As stated above, the design of reporting mechanisms differs with respect to their purpose. Purpose affects everything, from the data points to be considered for inclusion and the data verification process to be followed, to communication plans and other uses of the data. Most healthcare-implementing agencies involved in reporting AHCC in Syria have aimed to serve multiple purposes, collecting information related to affected health resources as well as to intentionality and perpetrators. However, health actors are not well positioned to collect and communicate such sensitive data and, in some cases, must avoid doing so to avoid being targeted. This suggests that more collaboration is needed between legal and health actors to standardize this process.

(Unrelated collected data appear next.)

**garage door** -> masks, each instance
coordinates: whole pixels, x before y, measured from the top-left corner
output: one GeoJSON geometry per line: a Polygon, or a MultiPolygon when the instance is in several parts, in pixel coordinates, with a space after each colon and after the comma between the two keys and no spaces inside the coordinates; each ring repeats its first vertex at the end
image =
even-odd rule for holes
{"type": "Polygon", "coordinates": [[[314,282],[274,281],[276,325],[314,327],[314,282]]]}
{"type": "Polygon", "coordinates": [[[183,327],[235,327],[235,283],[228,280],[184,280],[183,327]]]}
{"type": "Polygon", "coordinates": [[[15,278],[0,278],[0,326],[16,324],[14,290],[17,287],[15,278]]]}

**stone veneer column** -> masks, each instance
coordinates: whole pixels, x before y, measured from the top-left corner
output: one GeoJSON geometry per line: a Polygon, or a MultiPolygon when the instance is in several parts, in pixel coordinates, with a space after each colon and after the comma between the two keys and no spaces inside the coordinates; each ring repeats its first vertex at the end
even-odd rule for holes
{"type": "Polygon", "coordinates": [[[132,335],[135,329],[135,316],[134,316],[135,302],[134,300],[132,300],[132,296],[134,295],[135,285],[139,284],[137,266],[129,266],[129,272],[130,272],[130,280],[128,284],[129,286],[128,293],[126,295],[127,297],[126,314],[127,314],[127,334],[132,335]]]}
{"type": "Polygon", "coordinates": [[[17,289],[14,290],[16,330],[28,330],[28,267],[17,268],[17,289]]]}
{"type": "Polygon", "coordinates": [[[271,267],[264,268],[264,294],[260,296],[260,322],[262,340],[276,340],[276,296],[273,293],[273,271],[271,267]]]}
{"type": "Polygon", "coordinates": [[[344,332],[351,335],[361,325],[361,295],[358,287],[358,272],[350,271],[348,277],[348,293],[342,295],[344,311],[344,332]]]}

At the opposite end of the spectrum, WHO’s SSA system is designed only to serve the health purpose of reporting. There remain some technical problems that obscure facts, and an absence of information that captures a spirit of justice. While WHO tries to preserve its neutrality by not becoming involved in sensitive data that might be politicized, the WHO-led MVH reporting did collect such data on a large scale. This was largely due to health cluster members, pushed by local health workers, who continued to collect and report this information with a conviction that it was the only hope for stopping such attacks. The preference among those reporting for justice mechanisms, together with the tensions caused by the neutering of the advocacy value of AHCC data, runs the risk of disengaging local actors. Syrian health workers, as reported during the interviews and the workshop, were disappointed with AHCC reporting because of its inability to catalyse action to prevent attacks. Despite this, many interviewees remained hopeful that the AHCC data that was gathered would, in future, provide evidence that would secure justice for the many victims of the attacks.